His office began screening incoming detainees for flu-like symptoms back in late January, while also setting up quarantine and isolation wards for those who did test positive. Dart said jail staff have also given detainees soap, hand sanitizer and masks, while the Sheriff’s Office has added 500 beds of isolation housing in an “inmate bootcamp” located away from the main jail campus to help relieve pressure on its Cermak Hospital.
“We have really put a lot of time and energy and thoughtfulness into this,” he said, “and that’s why if you sense I’m beyond outraged, you’re catching on.”
The jail’s population, which Dart said sat around 12,000 when he became sheriff in 2007, now sits at a historic low of just over 4,300 detainees as judges and attorneys have worked through expedited bond hearings to get low-level offenders out of the jail.
But criticism of Dart’s office has also come from places other than the media.
The union representing jail staffers previously complained about a lack of access to personal protective gear and hand sanitizer, claims Dart has denied. And criminal justice advocates have blamed Dart and others for seemingly dragging their feet amid a push for the mass release of jail detainees, especially the elderly and those with underlying health conditions.
“This death was perfectly preventable,” one of those advocacy groups, the Chicago Community Bond Fund, said in a statement this month following the first coronavirus-related death at the jail. “It could have been avoided if our County government would have headed our call, a call echoed by National Nurses United and SEIU Local 73, the Chicago Sun-Times editorial board, former Cook County Jail warden Dr. Nneka Jones Tapia, Reverend Jesse Jackson, and so many others.”
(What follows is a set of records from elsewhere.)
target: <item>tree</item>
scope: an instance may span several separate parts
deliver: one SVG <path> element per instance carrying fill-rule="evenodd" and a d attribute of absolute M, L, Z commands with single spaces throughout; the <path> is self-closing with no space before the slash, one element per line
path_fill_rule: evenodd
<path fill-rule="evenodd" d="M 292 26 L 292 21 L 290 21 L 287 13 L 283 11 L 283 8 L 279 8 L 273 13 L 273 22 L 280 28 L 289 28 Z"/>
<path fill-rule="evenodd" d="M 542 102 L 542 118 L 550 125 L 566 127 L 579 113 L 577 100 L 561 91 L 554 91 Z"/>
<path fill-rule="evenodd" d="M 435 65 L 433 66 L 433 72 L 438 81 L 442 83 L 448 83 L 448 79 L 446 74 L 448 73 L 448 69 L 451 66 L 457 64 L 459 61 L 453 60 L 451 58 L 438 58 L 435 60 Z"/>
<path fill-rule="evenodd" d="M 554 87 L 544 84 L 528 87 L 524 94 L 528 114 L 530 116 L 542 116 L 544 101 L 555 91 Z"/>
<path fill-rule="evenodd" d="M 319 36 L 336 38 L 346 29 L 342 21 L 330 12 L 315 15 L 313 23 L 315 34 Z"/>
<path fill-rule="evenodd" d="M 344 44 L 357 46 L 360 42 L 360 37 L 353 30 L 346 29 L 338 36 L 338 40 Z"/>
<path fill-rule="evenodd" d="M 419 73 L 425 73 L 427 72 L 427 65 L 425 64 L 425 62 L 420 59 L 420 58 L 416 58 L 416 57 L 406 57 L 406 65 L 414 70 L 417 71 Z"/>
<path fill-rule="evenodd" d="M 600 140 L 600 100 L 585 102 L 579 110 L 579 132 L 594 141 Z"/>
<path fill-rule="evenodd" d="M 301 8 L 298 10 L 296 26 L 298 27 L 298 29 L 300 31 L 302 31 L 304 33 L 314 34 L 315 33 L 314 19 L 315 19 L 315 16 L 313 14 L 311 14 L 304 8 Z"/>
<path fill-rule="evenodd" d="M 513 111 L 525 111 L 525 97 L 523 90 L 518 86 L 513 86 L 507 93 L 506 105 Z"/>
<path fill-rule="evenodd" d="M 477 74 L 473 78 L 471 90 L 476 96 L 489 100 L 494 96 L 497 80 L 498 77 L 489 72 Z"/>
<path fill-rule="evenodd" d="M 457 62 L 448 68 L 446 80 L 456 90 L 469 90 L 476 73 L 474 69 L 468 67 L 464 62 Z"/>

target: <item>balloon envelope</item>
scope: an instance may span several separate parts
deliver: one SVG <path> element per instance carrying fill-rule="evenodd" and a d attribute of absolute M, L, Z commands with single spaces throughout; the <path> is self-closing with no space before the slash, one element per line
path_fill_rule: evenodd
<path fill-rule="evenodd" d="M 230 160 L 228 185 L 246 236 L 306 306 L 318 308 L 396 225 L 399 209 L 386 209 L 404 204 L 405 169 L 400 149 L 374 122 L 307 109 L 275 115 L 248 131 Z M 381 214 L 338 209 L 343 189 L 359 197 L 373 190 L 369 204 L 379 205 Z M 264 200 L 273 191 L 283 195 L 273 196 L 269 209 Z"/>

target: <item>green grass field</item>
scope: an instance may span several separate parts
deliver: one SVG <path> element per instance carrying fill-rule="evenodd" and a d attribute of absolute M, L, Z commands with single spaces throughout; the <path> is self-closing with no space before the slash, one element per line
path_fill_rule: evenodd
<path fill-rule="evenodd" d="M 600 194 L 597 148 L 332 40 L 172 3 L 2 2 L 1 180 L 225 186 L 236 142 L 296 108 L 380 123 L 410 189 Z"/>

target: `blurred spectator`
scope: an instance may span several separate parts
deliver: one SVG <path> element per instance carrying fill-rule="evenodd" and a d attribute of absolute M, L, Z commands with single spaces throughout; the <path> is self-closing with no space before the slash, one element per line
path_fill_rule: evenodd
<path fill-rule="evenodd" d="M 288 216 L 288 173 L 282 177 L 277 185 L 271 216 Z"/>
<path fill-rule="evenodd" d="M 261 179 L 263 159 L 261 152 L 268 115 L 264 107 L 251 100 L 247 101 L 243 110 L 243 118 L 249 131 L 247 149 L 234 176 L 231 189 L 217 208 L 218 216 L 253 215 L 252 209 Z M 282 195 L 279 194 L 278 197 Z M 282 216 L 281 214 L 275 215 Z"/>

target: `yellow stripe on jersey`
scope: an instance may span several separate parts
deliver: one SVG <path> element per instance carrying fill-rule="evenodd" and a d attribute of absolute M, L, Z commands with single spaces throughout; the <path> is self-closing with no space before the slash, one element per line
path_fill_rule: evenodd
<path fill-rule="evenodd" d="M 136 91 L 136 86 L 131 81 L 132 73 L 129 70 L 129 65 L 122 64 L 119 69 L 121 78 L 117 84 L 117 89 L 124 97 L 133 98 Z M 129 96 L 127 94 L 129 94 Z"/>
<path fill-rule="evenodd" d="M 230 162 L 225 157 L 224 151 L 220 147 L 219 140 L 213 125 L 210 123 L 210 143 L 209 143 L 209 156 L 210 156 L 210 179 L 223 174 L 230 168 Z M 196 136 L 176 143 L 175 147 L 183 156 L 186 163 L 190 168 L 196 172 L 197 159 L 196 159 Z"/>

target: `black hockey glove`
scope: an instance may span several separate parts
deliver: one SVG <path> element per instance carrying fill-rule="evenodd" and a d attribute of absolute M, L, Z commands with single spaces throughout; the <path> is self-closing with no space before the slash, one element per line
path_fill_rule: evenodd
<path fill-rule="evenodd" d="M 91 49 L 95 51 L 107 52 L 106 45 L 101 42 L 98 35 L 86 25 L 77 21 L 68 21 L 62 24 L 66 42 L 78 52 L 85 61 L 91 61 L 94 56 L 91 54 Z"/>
Dart said Wednesday he does not have the authority to put detainees in home confinement.
Last week, a federal judge rejected a motion calling for the release of those medically vulnerable detainees. But he did order Dart’s office to enact further social distancing and sanitary measures inside the jail. In a subsequent filing published Tuesday, Dart said his office is complying with that order.
“We believe we have things in control as well as (we) can,” he said Wednesday.
Dart said he’s essentially been living at the jail for weeks on end during the pandemic and noted that over the last week or so, the number of new cases there appears to be “leveling off.”
“So we’re looking at that,” he said, "as a good indicator that we are containing it.”